'Crisis driven': how SA handicapped its child protection staff

By David Donaldson

August 9, 2016

The report of the royal commission into South Australia’s child protection regime has described a failing system in a state of permanent crisis, pointing to red tape and an undervaluing of professionalism, high turnover and inadequate resources for prevention, early intervention or staff training.

The system is “overwhelmed by the volume and complexity of work … in many cases the response comes so late that there is little choice to do anything other than to remove the child from their family,” says the landmark report by royal commissioner Margaret Nyland, released Monday.

“Under-investment over many years has hindered much service provision. Efforts to grapple with increasingly complex problems with increasingly limited resources have not worked,” the report reads.

The two year SA Child Protection Systems Royal Commission followed the discovery that Shannon McCoole, an employee of child protection agency Families SA, had sexually abused children and that the system had failed to pick up on a long list of red flags. The head of Families SA, David Waterford, resigned after the revelation in 2014.

Although McCoole sparked off the inquiry, “the problems besetting Families SA and the child protection system proved to be far greater than anyone had initially envisaged,” Nyland said.

The inquiry is blistering about the management of the agency.
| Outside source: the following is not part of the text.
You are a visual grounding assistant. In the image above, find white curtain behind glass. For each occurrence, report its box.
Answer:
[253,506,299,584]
Morale was “the lowest it had been for many years”, with high turnover and micromanagement of frontline staff:

“There was a sense that professionalism and knowledge were not valued in the organisation. Efficient and effective case management was being thwarted by the tight holding of operational decision making within a small group of managers and executives who were distanced from the workers in the field and from the children about whom the decisions were being made. The capacity of front-line workers did not appear to be trusted and a culture of micromanagement was undermining the development of professional skill. The operational orientation of senior staff, including executives, was inhibiting the agency’s capacity to engage in strategic thinking and planning in the medium and long term.”

The structure of the child protection system has not kept pace as our understanding of child maltreatment has grown in recent years, Nyland’s report argues. There has not been enough of a focus on incorporating emerging evidence bases into practice, nor sufficient investment in growing the knowledge base of the workforce tasked with managing this complex work. Recruitment strategies “are crisis driven”.
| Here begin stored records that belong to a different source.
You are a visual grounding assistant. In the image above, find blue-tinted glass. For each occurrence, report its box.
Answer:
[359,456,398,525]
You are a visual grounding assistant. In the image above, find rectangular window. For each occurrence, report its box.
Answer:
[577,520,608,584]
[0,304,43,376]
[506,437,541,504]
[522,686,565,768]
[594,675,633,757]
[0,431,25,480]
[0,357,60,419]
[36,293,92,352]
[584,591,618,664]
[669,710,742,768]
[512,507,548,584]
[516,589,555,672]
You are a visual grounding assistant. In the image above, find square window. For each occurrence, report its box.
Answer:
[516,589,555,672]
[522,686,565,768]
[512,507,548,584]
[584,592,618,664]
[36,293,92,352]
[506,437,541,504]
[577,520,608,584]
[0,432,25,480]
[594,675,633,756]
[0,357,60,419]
Nyland says frontline staff are already burdened with a large number of policies “accumulated over time without being rationalised”. She does not see increased regulation as the key to improvement, but a strengthening of workforce capability:

“The gap between the complexity of the task, and the resources and skills of the agency required to manage it, has been filled with innumerable policies and processes in an attempt to bring structure and certainty to the work. However, this array of ‘guidance’ has made little impact on the quality of the work. One of the most striking observations made by the commission is the yawning gap between policy requirements and day-to-day practice in many areas.

“The temptation to impose additional layers of policy and process to achieve sustainable change should be resisted. System change does not come from imposing more regulation on how the work is to be done; it comes from a greater investment in growing the knowledge base of workers, both at a planning and service delivery level.”

Restoration started with a MoG

In June it was announced Families SA would be taken out of the Department of Education and Child Development, following a recommendation by Nyland. “The substantial reform needed for the child protection system was considered unattainable if Families SA continued to be part of the larger Department for Education and Child Development. The agency needed to make a fresh start,” the report argues.

Nyland called for increased transparency about how the system works. She endorsed the recommendation of the 2003 Layton child protection inquiry to create a Children’s Commissioner. Despite the passage of 13 years and bipartisan support for the creation of such a position, there is not yet agreement on the precise model and powers of the office.

An initial $200 million over the forward estimates has been committed to commence implementing the commission’s wide-ranging recommendations. A formal, detailed response to the royal commission will be presented before the end of this year.